## Q1. Pearson correlation coefficient is a measure of the linear relationship between two variables. Suppose you have collected data on the amount of time students spend studying for an exam and their final exam scores. Calculate the Pearson correlation coefficient between these two variables and interpret the result.

Answer:
The Pearson correlation coefficient (r) measures the strength and direction of a linear relationship between two variables.

In [3]:
import numpy as np
from scipy.stats import pearsonr

study_hours = [2, 4, 6, 8, 10]
exam_scores = [55, 60, 65, 70, 75]

r, p = pearsonr(study_hours, exam_scores)
print("Pearson Correlation Coefficient:", r)
print("P-value:", p)


Pearson Correlation Coefficient: 1.0
P-value: 0.0


Interpretation:
If r is close to 1, it indicates a strong positive correlation: as study time increases, exam scores increase. A p-value < 0.05 suggests the correlation is statistically significant.

## Q2. Spearman's rank correlation is a measure of the monotonic relationship between two variables. Suppose you have collected data on the amount of sleep individuals get each night and their overall job satisfaction level on a scale of 1 to 10. Calculate the Spearman's rank correlation between these two variables and interpret the result.

Answer:
Spearman's correlation is used when the relationship is monotonic but not necessarily linear.

In [6]:
from scipy.stats import spearmanr

sleep_hours = [6, 5, 7, 8, 4]
job_satisfaction = [7, 6, 8, 9, 5]

rho, p = spearmanr(sleep_hours, job_satisfaction)
print("Spearman's Rank Correlation:", rho)
print("P-value:", p)


Spearman's Rank Correlation: 0.9999999999999999
P-value: 1.4042654220543672e-24


Interpretation:
If rho is close to 1, there is a strong monotonic relationship. A significant p-value means the relationship is unlikely due to chance.
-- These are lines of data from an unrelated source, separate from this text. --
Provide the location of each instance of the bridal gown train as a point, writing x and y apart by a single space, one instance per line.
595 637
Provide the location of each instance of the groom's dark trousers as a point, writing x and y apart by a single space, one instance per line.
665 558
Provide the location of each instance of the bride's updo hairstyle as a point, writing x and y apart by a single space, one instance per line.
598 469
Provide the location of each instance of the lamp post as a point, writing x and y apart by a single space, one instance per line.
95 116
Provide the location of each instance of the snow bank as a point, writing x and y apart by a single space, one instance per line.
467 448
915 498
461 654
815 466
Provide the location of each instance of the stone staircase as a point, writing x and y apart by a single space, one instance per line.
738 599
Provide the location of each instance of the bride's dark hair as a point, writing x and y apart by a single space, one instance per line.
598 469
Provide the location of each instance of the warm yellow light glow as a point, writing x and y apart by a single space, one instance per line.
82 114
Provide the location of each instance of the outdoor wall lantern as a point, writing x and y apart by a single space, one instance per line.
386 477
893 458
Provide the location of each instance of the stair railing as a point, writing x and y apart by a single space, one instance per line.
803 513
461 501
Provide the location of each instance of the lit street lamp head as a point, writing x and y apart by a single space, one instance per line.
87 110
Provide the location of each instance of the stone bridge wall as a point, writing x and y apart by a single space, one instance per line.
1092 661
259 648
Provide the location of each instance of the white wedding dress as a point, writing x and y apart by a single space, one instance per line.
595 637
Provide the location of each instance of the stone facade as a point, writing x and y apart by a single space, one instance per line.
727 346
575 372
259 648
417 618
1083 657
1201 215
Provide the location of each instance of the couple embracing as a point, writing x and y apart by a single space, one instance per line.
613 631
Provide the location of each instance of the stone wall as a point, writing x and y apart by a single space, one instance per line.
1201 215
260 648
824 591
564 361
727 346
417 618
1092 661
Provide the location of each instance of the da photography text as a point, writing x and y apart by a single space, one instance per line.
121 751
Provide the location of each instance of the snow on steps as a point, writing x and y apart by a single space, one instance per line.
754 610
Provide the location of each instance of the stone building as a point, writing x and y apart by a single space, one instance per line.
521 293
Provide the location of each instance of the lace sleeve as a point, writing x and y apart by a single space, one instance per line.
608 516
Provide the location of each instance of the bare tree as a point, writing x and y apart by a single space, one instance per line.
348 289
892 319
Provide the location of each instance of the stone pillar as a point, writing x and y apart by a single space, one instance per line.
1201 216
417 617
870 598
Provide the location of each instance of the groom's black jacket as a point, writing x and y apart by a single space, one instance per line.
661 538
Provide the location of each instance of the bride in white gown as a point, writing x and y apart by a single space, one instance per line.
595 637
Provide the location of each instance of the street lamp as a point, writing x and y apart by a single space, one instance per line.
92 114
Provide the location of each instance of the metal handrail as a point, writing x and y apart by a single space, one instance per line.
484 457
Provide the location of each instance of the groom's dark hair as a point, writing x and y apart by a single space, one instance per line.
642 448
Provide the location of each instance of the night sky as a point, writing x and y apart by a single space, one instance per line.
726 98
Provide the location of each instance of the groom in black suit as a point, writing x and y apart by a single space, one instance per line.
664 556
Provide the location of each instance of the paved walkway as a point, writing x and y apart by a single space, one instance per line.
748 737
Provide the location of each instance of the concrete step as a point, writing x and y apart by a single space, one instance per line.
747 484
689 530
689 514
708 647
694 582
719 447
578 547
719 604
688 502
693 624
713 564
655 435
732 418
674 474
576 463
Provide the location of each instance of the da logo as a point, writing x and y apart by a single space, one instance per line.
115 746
## Q3. Suppose you are conducting a study to examine the relationship between the number of hours of exercise per week and body mass index (BMI) in a sample of adults. You collected data on both variables for 50 participants. Calculate the Pearson correlation coefficient and the Spearman's rank correlation between these two variables and compare the results.

In [9]:
import numpy as np
from scipy.stats import pearsonr, spearmanr

np.random.seed(0)
exercise_hours = np.random.randint(0, 10, 50)
bmi = np.random.normal(25, 3, 50)

r_pearson, _ = pearsonr(exercise_hours, bmi)
r_spearman, _ = spearmanr(exercise_hours, bmi)

print("Pearson:", r_pearson)
print("Spearman:", r_spearman)


Pearson: -0.036502342462108525
Spearman: -0.02008825560455623


Interpretation:
Pearson measures linear correlation; Spearman measures rank/monotonic.

If results differ, there may be a non-linear relationship.

## Q4. A researcher is interested in examining the relationship between the number of hours individuals spend watching television per day and their level of physical activity. The researcher collected data on both variables from a sample of 50 participants. Calculate the Pearson correlation coefficient between these two variables.

In [12]:
tv_hours = np.random.randint(1, 5, 50)
physical_activity = np.random.randint(1, 10, 50)

r, p = pearsonr(tv_hours, physical_activity)
print("Pearson Correlation:", r)


Pearson Correlation: -0.21877569199581479


## Q5. A survey was conducted to examine the relationship between age and preference for a particular brand of soft drink. The survey results are shown below:

In [15]:
import pandas as pd
from sklearn.preprocessing import LabelEncoder

data = pd.DataFrame({
    'Age': [25, 42, 37, 19, 31, 28],
    'Preference': ['Coke', 'Pepsi', 'Mountain Dew', 'Coke', 'Pepsi', 'Coke']
})

le = LabelEncoder()
data['Encoded'] = le.fit_transform(data['Preference'])

r, p = pearsonr(data['Age'], data['Encoded'])
print("Pearson Correlation:", r)


Pearson Correlation: 0.7691751415594738


## Q6. A company is interested in examining the relationship between the number of sales calls made per day and the number of sales made per week. The company collected data on both variables from a sample of 30 sales representatives. Calculate the Pearson correlation coefficient between these two variables.

In [18]:
sales_calls = np.random.randint(10, 50, 30)
weekly_sales = np.random.randint(5, 25, 30)

r, p = pearsonr(sales_calls, weekly_sales)
print("Pearson Correlation:", r)


Pearson Correlation: -0.19516728015115714


Interpretation:
A positive r suggests that more calls result in more sales. This helps in performance analysis and strategy planning.